November 11, 1997 in Nation/World

Parades A Casualty Of Age As They Grow Older, Fewer Veterans March

Associated Press
 
Tags:holiday

For the first time in 51 years, there will be no Veterans Day parade in Vero Beach.

There will be no men marching the streets with heavy rifles cradled in their arms, no old soldiers walking stoically under the weight of their nation’s flag strapped at their belts.

World War II veterans are simply too old to walk the route, which is a little more than a mile long.

“We have people who are somewhere around 80 years old, and they can’t carry the big heavy flags they carried 20 years ago,” said Bud Gibbs, 74, a former prisoner of war and vice president of Indian River County’s Veterans Council. “We would be foolish to think we could do that any more than we could play baseball like we used to.”

Instead, a celebration is planned today at Memorial Island, eight immaculate acres in the Intracoastal Waterway. Golf carts will take the older participants the 100 yards or so from the mainland parking lot to the island.

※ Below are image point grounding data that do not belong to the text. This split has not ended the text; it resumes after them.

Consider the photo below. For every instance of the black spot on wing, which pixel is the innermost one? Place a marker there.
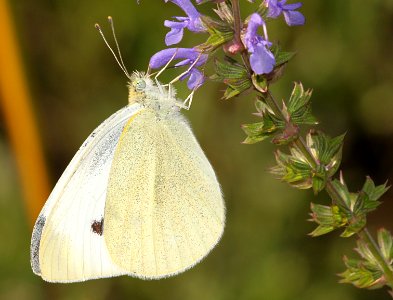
(98, 226)
(35, 245)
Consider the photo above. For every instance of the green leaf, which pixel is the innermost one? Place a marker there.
(292, 170)
(328, 218)
(299, 106)
(343, 197)
(355, 224)
(385, 243)
(328, 151)
(234, 75)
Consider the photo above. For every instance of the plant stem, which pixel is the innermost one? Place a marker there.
(301, 146)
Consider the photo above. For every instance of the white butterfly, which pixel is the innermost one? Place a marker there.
(139, 198)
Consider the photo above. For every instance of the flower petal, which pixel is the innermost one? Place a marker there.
(254, 22)
(196, 79)
(274, 9)
(294, 18)
(164, 56)
(187, 7)
(174, 36)
(292, 6)
(262, 60)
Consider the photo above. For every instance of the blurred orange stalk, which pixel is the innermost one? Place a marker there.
(19, 119)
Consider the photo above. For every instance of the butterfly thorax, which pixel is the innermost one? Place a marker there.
(153, 95)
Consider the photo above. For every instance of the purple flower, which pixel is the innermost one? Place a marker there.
(291, 16)
(261, 59)
(189, 56)
(192, 22)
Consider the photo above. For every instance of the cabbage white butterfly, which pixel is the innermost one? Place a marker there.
(139, 198)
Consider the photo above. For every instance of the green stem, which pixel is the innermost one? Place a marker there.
(301, 146)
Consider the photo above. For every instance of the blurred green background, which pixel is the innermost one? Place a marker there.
(344, 54)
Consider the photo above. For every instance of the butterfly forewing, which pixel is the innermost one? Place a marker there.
(164, 210)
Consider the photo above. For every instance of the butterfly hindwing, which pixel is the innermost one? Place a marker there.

The experience in Indian River County - a citrus region of about 100,000 people, nearly a third of them over age 65 - is becoming increasingly common in communities around the country.

During the past two years, the number of surviving World War II veterans fell below the number of Vietnam veterans for the first time.

According to the U.S. Department of Veterans Affairs, an estimated 6.7 million veterans of World War II are still alive, at an average age of 77. There are 8.2 million Vietnam War veterans, at an average age of 51.

“What we’re seeing broadly across the country is - in a word - life,” said Phil Budahn, spokesman for the American Legion. “One generation passes from the scene and other generations come forward.”

Whether veterans of more recent wars will organize and participate in Veterans Day activities in the same way their World War II counterparts have done remains to be seen. Age is not the only factor.

With Vietnam, many veterans returned feeling shame or disgust from their fellow citizens- not the warm embrace of a proud nation. And while the Persian Gulf War restored some of the lost patriotism, that dissipated rapidly, said Chris Scheer, a Veterans Affairs spokesman.

“The legacy of Vietnam is that patriotism - overt patriotism - really wasn’t in fashion for some time,” Scheer said. “I think that’s changing.”